Data based on a physical process have a mathematical model. Define that mathematical model first before attempting to do any curve fitting. Fitting to a polynomial of an order higher than the physical process will result in squiggles.
Not always, by a long way. And even if there is one the computational effort of the real function may well make its use unattractive compared to an approximating one. That is what the calculus of variations and finite elements is all about.
If you reverse the X and Y axes, a sigmoid curve: http://en.wikipedia.org/wiki/Sigmoid_function seems to fit the data rather well:
Beautiful! And I'm slightly embarrassed that I haven't heard of such before. But at least I have a direction now. I will need to research the following, but any knowledgeable assistance would be appreciated: From what I see on the Wikipedia page, there are a class of Sigmoidal Functions. How to go about choosing the appropriate one? How to compute coefficients for least R^2? Can the function be transposed?
The theory predicts the leading edge curve and asymptote, the "linear" middle and the trailing edge curve and *supposed* asymptote.

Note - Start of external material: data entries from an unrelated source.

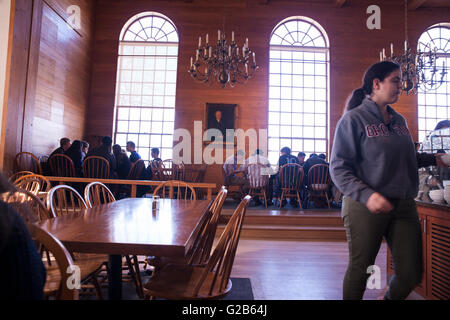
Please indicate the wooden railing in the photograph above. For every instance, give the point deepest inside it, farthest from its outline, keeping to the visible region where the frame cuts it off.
(134, 183)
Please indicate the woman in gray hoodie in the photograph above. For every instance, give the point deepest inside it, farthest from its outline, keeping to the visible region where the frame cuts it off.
(374, 163)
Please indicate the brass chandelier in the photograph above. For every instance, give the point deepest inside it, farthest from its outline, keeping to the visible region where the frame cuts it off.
(226, 63)
(420, 69)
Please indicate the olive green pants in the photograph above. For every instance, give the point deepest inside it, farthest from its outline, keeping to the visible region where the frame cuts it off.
(365, 232)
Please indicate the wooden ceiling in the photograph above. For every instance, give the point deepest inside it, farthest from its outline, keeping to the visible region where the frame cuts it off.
(416, 4)
(412, 4)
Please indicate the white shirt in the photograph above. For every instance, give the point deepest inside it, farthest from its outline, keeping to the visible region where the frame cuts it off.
(256, 158)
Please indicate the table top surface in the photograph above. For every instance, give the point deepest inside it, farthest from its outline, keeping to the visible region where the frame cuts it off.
(130, 226)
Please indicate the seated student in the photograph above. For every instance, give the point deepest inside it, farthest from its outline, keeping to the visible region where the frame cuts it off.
(229, 168)
(75, 153)
(154, 164)
(285, 158)
(257, 157)
(123, 163)
(134, 156)
(64, 144)
(105, 151)
(21, 266)
(312, 160)
(84, 148)
(323, 157)
(301, 158)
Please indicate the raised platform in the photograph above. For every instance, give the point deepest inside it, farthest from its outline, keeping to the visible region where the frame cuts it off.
(289, 224)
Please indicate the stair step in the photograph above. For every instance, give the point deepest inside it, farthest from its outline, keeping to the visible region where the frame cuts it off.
(288, 220)
(285, 232)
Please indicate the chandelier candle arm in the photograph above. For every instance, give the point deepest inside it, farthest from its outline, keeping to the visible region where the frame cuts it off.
(223, 61)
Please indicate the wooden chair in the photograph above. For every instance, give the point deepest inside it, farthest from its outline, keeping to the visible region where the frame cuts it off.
(174, 189)
(319, 181)
(26, 202)
(235, 190)
(258, 178)
(62, 200)
(155, 168)
(62, 166)
(136, 170)
(30, 184)
(26, 161)
(291, 179)
(95, 194)
(210, 281)
(96, 167)
(19, 174)
(201, 248)
(30, 208)
(35, 183)
(57, 277)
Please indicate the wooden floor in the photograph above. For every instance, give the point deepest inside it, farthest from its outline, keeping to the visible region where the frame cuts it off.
(299, 270)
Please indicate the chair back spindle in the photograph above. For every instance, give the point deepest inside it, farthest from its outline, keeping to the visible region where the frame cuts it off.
(96, 167)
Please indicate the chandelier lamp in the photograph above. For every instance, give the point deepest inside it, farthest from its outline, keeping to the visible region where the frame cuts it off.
(419, 69)
(226, 63)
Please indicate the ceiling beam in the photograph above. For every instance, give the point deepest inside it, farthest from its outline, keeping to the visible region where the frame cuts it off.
(415, 4)
(339, 3)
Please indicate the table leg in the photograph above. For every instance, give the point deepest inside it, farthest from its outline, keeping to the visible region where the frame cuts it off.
(115, 277)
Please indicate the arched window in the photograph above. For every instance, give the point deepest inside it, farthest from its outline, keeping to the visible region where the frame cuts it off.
(146, 84)
(298, 88)
(434, 105)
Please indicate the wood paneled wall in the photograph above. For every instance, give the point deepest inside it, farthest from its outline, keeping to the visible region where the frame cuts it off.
(353, 47)
(50, 78)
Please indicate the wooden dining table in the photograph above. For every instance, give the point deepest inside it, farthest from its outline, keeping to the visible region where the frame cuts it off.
(130, 227)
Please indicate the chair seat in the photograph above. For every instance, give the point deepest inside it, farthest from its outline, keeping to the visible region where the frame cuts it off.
(52, 281)
(160, 262)
(319, 187)
(177, 281)
(89, 263)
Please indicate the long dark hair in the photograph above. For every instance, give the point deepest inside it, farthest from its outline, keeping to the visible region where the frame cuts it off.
(379, 71)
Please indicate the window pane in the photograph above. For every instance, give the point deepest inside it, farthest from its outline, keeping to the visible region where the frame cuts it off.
(298, 99)
(147, 79)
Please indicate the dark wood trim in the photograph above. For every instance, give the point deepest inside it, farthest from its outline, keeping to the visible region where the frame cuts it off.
(415, 4)
(7, 79)
(31, 79)
(339, 3)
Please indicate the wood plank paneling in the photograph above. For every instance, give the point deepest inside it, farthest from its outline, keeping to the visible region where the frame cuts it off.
(63, 77)
(50, 81)
(353, 48)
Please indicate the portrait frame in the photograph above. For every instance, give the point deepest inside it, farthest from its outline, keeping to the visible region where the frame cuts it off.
(229, 116)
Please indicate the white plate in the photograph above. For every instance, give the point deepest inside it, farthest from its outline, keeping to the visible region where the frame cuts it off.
(446, 159)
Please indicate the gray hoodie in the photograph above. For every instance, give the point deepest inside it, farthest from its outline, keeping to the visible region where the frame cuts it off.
(369, 156)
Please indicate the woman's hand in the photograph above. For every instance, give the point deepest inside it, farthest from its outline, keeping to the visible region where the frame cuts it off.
(378, 204)
(439, 161)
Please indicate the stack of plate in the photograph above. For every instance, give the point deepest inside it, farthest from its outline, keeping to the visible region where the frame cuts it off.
(447, 194)
(446, 159)
(437, 195)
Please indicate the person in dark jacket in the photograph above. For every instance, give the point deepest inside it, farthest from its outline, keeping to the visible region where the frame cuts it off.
(134, 156)
(64, 144)
(123, 163)
(105, 151)
(75, 153)
(21, 267)
(312, 160)
(375, 165)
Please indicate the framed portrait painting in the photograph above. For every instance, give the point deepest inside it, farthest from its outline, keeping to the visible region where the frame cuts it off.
(220, 116)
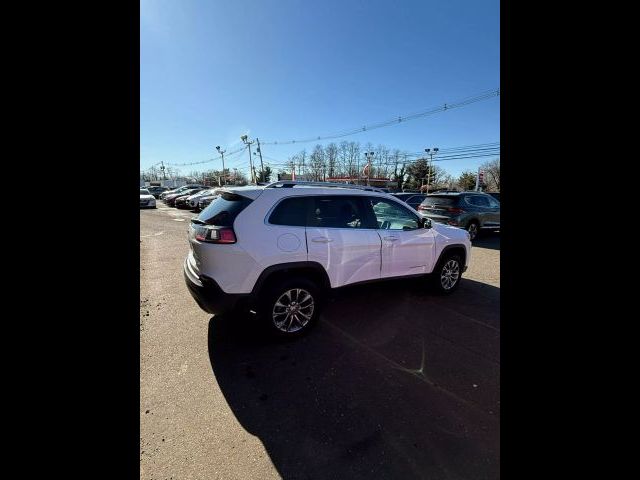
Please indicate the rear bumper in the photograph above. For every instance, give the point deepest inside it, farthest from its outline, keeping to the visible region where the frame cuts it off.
(208, 294)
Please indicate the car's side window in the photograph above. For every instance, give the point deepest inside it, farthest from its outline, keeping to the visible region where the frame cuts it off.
(391, 216)
(336, 212)
(291, 212)
(477, 201)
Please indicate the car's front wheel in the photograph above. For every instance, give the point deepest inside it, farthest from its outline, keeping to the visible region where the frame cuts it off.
(448, 273)
(473, 228)
(291, 307)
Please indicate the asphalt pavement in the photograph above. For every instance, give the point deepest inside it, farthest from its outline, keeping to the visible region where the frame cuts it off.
(394, 382)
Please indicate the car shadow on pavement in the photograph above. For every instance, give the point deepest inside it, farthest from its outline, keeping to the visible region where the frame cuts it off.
(489, 240)
(394, 382)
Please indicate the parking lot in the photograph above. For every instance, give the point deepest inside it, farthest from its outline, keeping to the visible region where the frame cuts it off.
(395, 381)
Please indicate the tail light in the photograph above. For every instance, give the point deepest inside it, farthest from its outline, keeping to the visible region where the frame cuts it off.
(215, 234)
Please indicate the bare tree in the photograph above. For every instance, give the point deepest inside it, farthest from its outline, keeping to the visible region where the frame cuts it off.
(316, 163)
(381, 159)
(400, 165)
(492, 174)
(353, 159)
(302, 158)
(343, 158)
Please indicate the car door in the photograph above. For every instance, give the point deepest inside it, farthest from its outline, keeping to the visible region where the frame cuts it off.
(407, 247)
(494, 205)
(338, 239)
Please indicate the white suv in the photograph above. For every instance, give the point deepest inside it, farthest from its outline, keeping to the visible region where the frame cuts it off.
(277, 250)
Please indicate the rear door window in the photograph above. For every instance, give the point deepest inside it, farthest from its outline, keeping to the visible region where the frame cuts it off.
(223, 210)
(391, 216)
(478, 201)
(290, 211)
(337, 212)
(444, 201)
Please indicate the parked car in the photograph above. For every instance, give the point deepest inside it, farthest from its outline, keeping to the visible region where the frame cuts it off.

If I already knew the whole equation that models the curve (from a physical phenomena standpoint), I wouldn't need to ask the question! I'd just apply it. I am actually trying to derive the model that mathematically explains the phenomenon.
Since you asked: Assume Y is the vertical axis of the first series, and Y' is the vertical axis of the 2nd series, then: Y' = log2(2^Y + 300) I derived the transformation empirically, based on the data, that allowed the best overall polynomial fit. I assume it works because it "linearizes" the leading curve and eliminates the asymptote. It is also easy to reverse transform. Aside from that explanation, I have no other reason for using the transform.
No. There is a huge difference between a mathematical model of the process and a mathematical model of the data.
One of the Sigmoidal Functions is also called a four parameter fit. http://www.miraibio.com/blog/2010/08/the-4-parameter-logistic-4pl-nonlinear-regression-model/
In a private message, The Electrician recommended the software TableCurve 2D available at: http://www.sigmaplot.com/products/tablecurve2d/tablecurve2d.php I downloaded and tried the "trial" version (actually, full blown version limited for 30 days). In about 2 seconds, the software fitted 3,547 different equations for the Series 2 curve, and ranked them vs. R^2. 51 of the equations had R^2 of 0.999999 or better, and it visually graphs the response of the equation vs. the data. Interestingly, though not necessarily surprising, the Series 1 fitted curves did not match the data as well as Series 2. Very nice. While I typically don't purchase Windows software, I may make an exception in this case. Thank you, The Electrician.
A trick you should always keep in mind is to reverse X and Y and try fitting again--TableCurve will do the reversal with a single click. That's what I did with your series 1 data. Sometimes you can solve the equation for the reversed X and Y axes in closed form. That actually works for the sigmoid TableCurve found.
For those who care, TableCurve 2D gave me this equation for Series 2 as a good fit (R^2 = .99999816): Y=(A+Cx+Ex^2+Gx^3)/(1+Bx+Dx^2+Fx^3) where: A=7.4250189 B=0.45593574 C=11.159249 D=-2.4873822 E=-26.356847 F=1.0763004 G=8.5671721 While this particular equation (and its constants) does not give me insight into the workings of the phenomena, it does give a great fit without the wiggles. And, it was just a five minute job to plug the formula into my PIC application (in .asm!). The end results are phenomenal. Thanks for your help, The Electrician!